Historically, many Western brands relied on festive packaging or celebrity endorsements to convey relevance. Today, however, brands like Bottega Veneta and Dior are telling human stories instead of selling seasonal kitsch. Bottega Veneta’s Chinese New Year campaign is built around a short film starring multi-generation family figures that evoke nostalgia and intimate ritual. Similarly, Dior’s Year of the Horse capsule embraces motifs like luck, renewal and vitality, blending them into ready-to-wear and accessories in a way that feels wearable and meaningful.
“During a time like Chinese New Year, it’s a great opportunity for many brands to use emotional storytelling to connect with consumers and strengthen communication around a brand’s core values. Today’s consumers are not just evaluating a product’s value based on features, quality and price, but also on the broader purpose of the brand,” she added.
The cultural playgrounds
Brands are also moving beyond campaign moments toward day-to-day cultural integration, embedding micro-activations into lived urban experiences rather than relying solely on large-scale holiday visuals.
Italian luxury house Valentino staged a two-day lantern festival at Shanghai’s Tianhou Temple, a historic riverside site dating back to the late Qing dynasty. Curated with the Shanghai Bund Art Museum and featuring seven Chinese artists, the activation layered contemporary light installations over heritage architecture.
Meanwhile, Prada opted for a bold visual statement with a geometric “Red Horse” installation appearing across key China boutiques. Visitors interacted with the structure, unlocking blind-box gifts and exploring Spring/Summer collections worn by celebrity ambassadors Yang Mi and Ma Long. The zodiac was present but abstracted through Prada’s avant-garde design language.
Its sister brand Miu Miu took a more grassroots approach. Transforming Shanghai’s Donghu Road into an open-air festive route under its Encounters concept, the brand integrated lanterns, café partnerships and low-barrier rituals like stamp collecting and sugar painting. The activation blended into city life rather than demanding pilgrimage to a single flagship.

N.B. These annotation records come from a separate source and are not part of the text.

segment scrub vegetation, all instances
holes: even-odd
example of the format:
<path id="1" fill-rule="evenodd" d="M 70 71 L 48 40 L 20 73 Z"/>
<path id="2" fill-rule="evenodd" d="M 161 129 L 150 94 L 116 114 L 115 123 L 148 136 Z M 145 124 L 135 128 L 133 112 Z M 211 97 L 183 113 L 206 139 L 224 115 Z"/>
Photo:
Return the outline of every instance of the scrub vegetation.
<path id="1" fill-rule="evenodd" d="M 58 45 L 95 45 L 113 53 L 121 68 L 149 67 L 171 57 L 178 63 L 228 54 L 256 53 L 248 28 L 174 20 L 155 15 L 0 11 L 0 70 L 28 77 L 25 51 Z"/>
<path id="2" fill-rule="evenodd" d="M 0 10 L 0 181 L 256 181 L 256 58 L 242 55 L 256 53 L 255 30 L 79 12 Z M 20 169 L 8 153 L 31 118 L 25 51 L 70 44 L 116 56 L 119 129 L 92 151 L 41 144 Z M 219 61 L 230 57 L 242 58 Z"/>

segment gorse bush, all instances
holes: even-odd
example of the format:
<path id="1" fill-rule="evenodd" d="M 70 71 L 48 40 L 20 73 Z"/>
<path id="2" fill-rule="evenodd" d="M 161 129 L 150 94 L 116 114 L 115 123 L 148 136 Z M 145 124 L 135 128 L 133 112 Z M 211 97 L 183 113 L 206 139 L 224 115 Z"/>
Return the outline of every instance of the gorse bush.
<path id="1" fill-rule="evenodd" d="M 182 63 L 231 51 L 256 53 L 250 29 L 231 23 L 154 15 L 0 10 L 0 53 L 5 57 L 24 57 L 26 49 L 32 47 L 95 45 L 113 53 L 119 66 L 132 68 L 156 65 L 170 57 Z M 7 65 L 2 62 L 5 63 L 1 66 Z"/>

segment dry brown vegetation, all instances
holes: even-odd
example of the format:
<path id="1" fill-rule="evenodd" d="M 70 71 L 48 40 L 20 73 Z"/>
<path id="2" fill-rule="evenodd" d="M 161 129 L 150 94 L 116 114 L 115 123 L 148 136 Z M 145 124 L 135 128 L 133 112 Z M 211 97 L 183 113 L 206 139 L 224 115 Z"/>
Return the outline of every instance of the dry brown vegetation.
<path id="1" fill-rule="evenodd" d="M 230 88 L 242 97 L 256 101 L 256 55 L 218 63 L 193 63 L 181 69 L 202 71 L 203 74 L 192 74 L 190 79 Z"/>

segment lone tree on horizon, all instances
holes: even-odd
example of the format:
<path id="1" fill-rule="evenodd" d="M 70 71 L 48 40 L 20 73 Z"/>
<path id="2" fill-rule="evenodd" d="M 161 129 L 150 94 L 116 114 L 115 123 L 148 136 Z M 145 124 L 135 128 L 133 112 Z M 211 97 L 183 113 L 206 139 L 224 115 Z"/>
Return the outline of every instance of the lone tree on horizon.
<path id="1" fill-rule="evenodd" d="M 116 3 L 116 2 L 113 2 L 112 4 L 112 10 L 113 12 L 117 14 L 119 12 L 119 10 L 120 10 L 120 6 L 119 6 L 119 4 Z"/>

Perhaps the most philosophically distinct was Loewe. Drawing on Chinese classical animation and Qinhuai lantern-making, it staged installations in Nanjing and Shanghai that emphasised patience and shared artisanal values.
“Brands that stand out during Chinese New Year are those that understand how to participate emotionally, while still staying true to who they are,” Plotnick said.
Platforms with distinct roles
In China, execution is increasingly platform-specific. Plotnick notes that the highest-impact digital platforms during Chinese New Year remain Douyin, Xiaohongshu and WeChat, but each serves a different function.
“Douyin is where mass attention peaks quickly, Xiaohongshu is where consumers search, evaluate, and validate decisions, and WeChat is where brands convert that interest into action – through official accounts, mini-programs, and private groups,” she said.
Yet one of the most common mistakes brands make, she argues, is assuming they need to post more during the holiday window. In reality, Chinese New Year is a hyper-competitive, high-noise period. Attention fragments easily.
“The brands that perform best are often those that are strategic about when they show up – and when they deliberately don’t. Posting just before the holiday rush, or during quieter moments when users are scrolling more intentionally, can outperform publishing at peak traffic when attention is fragmented,” Plotnick said.
Precision over presence
The shift may also point to a deeper change in consumer behaviour across Asia.
Shoppers are now more selective and more sensitive to authenticity than they were a decade ago. Big gestures are easy to dismiss. Cultural missteps are quickly amplified. But meaningful engagement, when done right, can generate lasting brand equity.
“Success comes from precision: Carefully planned posting windows, disciplined paid media allocation, and influencer content that is amplified selectively rather than sprayed broadly,” Plotnick said. “During Chinese New Year, smart restraint often drives more results than sheer volume.”